I see only 1 post, mine, saying anything about fat content. And reason being, is because I have a pug. Give her too much fat....and yeah. She need's mostly lean meats with the small amount of fat that is beneficial to her. There is no "fat phobia" on this forum. Don't read into a few posts too much.


----------



## Jan Fred (Jul 23, 2013)

> Bacon could cause some issues with how it is processed. I would not feed and like Magicre I hate to waste any meat.


 I agree, and also, it is not good for fat dogs it can lead to obesity.


----------



## LilasMom (Mar 10, 2012)

Jan Fred said:


> I agree, and also, it is not good for fat dogs it can lead to obesity.


Fat doesn't necessarily create fat. Too much of anything will put pounds on a dog. Even overweight dogs need fat in their diet.


----------



## Tobi (Mar 18, 2011)

Jan Fred said:


> I agree, and also, it is not good for fat dogs it can lead to obesity.

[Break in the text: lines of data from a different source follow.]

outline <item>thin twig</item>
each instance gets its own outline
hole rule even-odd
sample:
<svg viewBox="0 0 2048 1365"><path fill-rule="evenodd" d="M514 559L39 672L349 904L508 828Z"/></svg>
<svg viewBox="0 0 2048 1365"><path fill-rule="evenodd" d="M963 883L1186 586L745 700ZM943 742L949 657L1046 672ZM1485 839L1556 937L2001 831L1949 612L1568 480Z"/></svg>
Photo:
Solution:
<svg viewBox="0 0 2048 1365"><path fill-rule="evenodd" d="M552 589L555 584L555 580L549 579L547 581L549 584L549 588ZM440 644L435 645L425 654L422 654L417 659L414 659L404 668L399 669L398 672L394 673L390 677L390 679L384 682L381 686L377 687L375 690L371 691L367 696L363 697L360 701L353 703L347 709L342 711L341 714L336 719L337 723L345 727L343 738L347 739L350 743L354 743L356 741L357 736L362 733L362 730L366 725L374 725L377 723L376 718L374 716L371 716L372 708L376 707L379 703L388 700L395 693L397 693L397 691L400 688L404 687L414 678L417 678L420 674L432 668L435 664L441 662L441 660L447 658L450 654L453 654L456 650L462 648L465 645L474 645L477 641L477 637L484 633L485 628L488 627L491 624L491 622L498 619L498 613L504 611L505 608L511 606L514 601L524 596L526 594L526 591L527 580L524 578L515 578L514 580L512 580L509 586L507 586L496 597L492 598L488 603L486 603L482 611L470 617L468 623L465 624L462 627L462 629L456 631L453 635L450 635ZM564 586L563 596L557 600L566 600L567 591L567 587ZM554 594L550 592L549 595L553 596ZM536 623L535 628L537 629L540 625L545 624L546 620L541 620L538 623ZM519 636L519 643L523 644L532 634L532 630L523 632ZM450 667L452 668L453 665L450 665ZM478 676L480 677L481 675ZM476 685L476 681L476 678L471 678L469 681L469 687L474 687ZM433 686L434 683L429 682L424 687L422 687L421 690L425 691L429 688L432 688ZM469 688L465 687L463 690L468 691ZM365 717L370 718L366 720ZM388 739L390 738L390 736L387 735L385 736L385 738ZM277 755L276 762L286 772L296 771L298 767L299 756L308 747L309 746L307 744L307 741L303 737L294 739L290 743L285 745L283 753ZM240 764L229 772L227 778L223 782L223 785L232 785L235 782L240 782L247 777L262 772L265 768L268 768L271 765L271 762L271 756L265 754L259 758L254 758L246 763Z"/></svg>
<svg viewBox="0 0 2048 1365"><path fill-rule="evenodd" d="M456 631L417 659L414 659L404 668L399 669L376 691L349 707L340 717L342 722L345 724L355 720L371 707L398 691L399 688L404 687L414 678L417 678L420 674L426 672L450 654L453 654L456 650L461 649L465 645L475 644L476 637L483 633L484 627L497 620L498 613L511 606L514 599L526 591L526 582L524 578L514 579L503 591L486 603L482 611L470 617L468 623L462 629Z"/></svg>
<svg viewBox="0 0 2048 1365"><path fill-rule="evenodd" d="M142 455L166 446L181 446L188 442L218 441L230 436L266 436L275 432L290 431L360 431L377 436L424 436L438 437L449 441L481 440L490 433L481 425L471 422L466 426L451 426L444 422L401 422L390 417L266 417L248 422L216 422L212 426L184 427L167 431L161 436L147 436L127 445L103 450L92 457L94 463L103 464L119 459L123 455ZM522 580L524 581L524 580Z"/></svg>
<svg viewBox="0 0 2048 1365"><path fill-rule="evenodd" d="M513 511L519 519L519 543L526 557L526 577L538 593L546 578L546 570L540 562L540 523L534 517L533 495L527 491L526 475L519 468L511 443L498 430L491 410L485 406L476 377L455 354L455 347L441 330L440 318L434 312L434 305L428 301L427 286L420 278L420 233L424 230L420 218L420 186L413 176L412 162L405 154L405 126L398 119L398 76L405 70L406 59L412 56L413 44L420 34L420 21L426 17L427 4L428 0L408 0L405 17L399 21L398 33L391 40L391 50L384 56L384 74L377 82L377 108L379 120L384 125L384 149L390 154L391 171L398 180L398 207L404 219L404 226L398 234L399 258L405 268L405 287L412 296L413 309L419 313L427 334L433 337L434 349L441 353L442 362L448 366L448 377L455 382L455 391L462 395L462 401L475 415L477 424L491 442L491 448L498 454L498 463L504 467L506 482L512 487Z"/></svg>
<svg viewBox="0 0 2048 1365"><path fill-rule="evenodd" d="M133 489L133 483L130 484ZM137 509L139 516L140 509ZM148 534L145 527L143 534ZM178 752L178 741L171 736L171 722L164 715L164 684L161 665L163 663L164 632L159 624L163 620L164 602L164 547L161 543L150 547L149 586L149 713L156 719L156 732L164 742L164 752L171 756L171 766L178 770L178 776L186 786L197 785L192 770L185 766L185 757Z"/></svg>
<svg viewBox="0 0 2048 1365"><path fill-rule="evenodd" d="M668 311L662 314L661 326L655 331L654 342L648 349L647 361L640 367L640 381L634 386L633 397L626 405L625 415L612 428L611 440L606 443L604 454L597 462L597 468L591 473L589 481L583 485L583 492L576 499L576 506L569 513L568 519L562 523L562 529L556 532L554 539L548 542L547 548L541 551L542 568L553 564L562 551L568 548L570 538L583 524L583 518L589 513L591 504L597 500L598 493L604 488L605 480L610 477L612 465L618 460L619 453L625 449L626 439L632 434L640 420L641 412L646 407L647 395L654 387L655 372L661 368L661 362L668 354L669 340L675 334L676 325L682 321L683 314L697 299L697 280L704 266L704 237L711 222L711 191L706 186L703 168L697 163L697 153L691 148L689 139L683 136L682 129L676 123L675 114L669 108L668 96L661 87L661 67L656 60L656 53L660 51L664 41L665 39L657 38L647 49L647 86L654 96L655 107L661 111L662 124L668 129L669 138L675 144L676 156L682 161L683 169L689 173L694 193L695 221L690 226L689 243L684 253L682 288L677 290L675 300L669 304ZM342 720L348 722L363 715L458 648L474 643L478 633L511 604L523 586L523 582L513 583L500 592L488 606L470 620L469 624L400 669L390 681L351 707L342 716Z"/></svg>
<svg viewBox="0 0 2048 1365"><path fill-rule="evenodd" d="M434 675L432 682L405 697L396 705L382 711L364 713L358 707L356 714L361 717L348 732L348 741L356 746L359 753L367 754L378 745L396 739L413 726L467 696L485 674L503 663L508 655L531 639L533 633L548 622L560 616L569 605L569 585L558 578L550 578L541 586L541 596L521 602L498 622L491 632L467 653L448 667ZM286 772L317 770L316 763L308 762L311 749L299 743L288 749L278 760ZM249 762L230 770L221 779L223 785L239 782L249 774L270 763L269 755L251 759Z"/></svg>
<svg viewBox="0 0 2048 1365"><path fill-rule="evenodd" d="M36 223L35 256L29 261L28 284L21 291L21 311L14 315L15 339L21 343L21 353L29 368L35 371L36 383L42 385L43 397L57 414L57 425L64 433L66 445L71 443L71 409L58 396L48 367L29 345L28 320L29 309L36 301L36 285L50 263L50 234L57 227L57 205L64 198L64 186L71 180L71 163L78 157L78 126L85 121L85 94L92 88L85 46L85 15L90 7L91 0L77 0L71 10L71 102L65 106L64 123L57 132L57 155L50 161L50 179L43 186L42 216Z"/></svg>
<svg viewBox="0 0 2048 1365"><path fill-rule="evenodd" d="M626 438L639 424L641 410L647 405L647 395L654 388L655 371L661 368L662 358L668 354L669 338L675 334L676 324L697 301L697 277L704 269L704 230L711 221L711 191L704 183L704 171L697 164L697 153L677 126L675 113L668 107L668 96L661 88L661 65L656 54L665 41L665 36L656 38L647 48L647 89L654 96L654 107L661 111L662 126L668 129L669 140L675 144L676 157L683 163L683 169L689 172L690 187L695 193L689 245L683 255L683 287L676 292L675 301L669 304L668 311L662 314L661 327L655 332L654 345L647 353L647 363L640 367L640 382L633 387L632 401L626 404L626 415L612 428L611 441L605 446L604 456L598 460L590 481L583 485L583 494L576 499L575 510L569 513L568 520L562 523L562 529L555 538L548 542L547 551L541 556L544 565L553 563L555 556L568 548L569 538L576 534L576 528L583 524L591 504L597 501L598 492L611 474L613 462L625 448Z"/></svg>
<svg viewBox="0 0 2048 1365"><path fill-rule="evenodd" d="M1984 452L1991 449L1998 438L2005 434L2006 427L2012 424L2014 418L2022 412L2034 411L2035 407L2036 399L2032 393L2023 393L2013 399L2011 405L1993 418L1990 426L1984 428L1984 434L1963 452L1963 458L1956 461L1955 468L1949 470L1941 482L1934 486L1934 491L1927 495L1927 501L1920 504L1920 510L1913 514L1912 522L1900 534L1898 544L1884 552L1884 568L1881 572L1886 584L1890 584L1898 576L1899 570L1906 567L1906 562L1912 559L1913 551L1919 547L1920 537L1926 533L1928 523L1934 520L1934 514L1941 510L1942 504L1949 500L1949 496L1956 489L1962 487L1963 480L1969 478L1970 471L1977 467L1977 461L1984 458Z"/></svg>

Carbs will load up a dogs weight faster than fat, look at cow feed lots, put grain into them and they gain hundreds of pounds in weeks instead of months... It's also why many farmers still throw some grain at them for the last few weeks to get that nice fatty marbling on the meat lol

I love fats for me and my dog, he gets a ton of it, mostly pork and beef fats, with lean venison cuts. Fats also aid in the absorbtion of many nutrients.


----------



## LilasMom (Mar 10, 2012)

Tobi said:


> Carbs will load up a dogs weight faster than fat, look at cow feed lots, put grain into them and they gain hundreds of pounds in weeks instead of months... It's also why many farmers still throw some grain at them for the last few weeks to get that nice fatty marbling on the meat lol
> 
> I love fats for me and my dog, he gets a ton of it, mostly pork and beef fats, with lean venison cuts. Fats also aid in the absorbtion of many nutrients.


Lol all that talk of marbling has me craving ribeye


----------



## JayJayisme (Aug 2, 2009)

SuperPug said:


> I see only 1 post, mine, saying anything about fat content. And reason being, is because I have a pug. Give her too much fat....and yeah. She need's mostly lean meats with the small amount of fat that is beneficial to her. There is no "fat phobia" on this forum. Don't read into a few posts too much.


I wasn't referring to this thread exclusively. I've just seen a number of anti-fat comments the past few months when a year or so ago everyone was extolling the virtues of animal fat in the PMR diet. I'd hate to see an anti-fat sentiment start to grow in this forum because nothing could be farther from the truth.


----------